- Born: Timothy George Hawarden 24 December 1943 Mossel Bay, Cape Province, South Africa
- Died: 10 November 2009 (aged 65) Edinburgh, Scotland
- Education: University of Natal (Bsc); University of Cape Town (MSc, PhD);
- Known for: Passive cooling of space telescopes
- Spouse: Frances Shaw ​(m. 1983)​
- Children: 2
- Awards: NASA Exceptional Technology Achievement Medal (2010)
- Scientific career
- Fields: Astrophysics
- Workplaces: Royal Observatory, Cape of Good Hope; South African Astronomical Observatory; Siding Spring Observatory; Royal Observatory, Edinburgh; Joint Astronomy Centre, Hawaii;
- Thesis: Old Southern Open Clusters (1975)
- Doctoral advisor: Brian Warner

= Tim Hawarden =

South African astrophysicist

Timothy George Hawarden (24 December 1943 – 10 November 2009) was a South African astrophysicist known for his pioneering work on passive cooling techniques for space telescopes for which he won NASA's Exceptional Technology Achievement Medal.

== Biography ==
Hawarden was born in Mossel Bay, Cape Province, South Africa.

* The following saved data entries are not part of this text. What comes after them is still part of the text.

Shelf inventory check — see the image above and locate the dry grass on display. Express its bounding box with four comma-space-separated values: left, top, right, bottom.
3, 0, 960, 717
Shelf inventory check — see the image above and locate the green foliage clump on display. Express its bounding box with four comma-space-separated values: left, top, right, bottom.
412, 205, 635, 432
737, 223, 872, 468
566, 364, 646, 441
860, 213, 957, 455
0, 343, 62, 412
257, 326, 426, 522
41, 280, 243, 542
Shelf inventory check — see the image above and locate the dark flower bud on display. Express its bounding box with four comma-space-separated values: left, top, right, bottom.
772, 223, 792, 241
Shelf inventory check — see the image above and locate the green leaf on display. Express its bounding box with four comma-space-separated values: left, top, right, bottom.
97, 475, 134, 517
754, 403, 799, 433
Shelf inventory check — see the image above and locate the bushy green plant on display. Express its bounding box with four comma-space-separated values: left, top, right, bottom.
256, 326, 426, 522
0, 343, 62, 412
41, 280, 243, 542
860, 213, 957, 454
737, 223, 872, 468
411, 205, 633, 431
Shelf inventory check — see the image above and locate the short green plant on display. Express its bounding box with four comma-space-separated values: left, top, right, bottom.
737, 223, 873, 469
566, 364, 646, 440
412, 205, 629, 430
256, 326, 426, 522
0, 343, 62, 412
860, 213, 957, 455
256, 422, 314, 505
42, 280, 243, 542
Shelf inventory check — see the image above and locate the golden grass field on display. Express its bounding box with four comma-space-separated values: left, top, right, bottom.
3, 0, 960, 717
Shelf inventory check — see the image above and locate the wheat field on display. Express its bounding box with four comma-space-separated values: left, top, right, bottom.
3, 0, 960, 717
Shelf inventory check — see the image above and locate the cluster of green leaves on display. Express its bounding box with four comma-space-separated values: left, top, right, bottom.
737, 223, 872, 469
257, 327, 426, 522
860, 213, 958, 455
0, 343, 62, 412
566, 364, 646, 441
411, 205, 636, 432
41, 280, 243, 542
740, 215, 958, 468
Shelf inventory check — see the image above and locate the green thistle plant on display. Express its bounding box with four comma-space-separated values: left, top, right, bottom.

He graduated from the University of Natal in 1966 with a BSc in Physics and Applied Mathematics, and then graduated from the University of Cape Town with an MSc in Astronomy 1970 and then a PhD in 1975 on old open clusters. While undertaking his PhD he worked as an optical astronomer at the Royal Observatory, Cape of Good Hope and then from 1972 as the Deputy Head of the Photometry Department at the South African Astronomical Observatory in Cape Town. In 1975 he worked as the Deputy Astronomer-in-Charge of the UK Schmidt Telescope at the Siding Spring Observatory in New South Wales, Australia.

In 1978 he moved to work at the Royal Observatory in Edinburgh, Scotland, from which he was based for the rest of his career. In 1981 he began working on the United Kingdom Infrared Telescope in Hawaii. In 1987 he moved to Hawaii and led the telescope's ambitious upgrades programme throughout the 1990s. He returned to Edinburgh in 2001 and became the UK Astronomy Technology Centre Project Scientist developing extremely large telescopes (ELT) before retiring in 2006 to care for his wife Frances. He remained active in the field of astronomy until his sudden death in Edinburgh in 2009.

== Passive cooling of space telescopes ==
Hawarden was involved in the development of the Infrared Space Observatory as the Co-Investigator for the infrared camera (ISOCAM) but he considered the cryogenic cooling system "horrendously complicated". The dependency of infrared space telescopes on cryogenic cooling limited the telescope's lifespan as well as adding significant weight. In the early 1980s Hawarden began developing the idea of using passive cooling for infrared space telescopes through a combination of radiators, sunshields, and by locating the telescope further from Earth. Having a telescope orbit the Sun–Earth L_{2} Lagrange point enables the sunshield to shelter the telescope from the radiant heat of the Sun, the Earth, and the Moon. A passively cooled telescope is significantly lighter and permits much larger optics and instruments.

In 1989 Hawarden proposed such a telescope, the Passively Cooled Orbiting Infrared Observatory Telescope (POIROT) to the European Space Agency but the design was rejected. In 1991 Hawarden and Harley Thronson proposed a similar design to NASA for the Edison project but the proposal was also rejected. The ideas continued to face resistance though some passive cooling was incorporated into the design of the 0.85 m diameter Spitzer Space Telescope launched in 2003. The ideas were later adopted in full for the 6.5 m diameter James Webb Space Telescope launched in 2021.

In 2010 Hawarden was posthumously awarded the NASA Exceptional Technology Achievement Medal for his work on passive cooling techniques, the award citing "the breakthrough concepts that made possible the James Webb Space Telescope and its successors". The award was accepted on behalf of Hawarden's widow Frances by the Nobel-laureate physicist John C. Mather.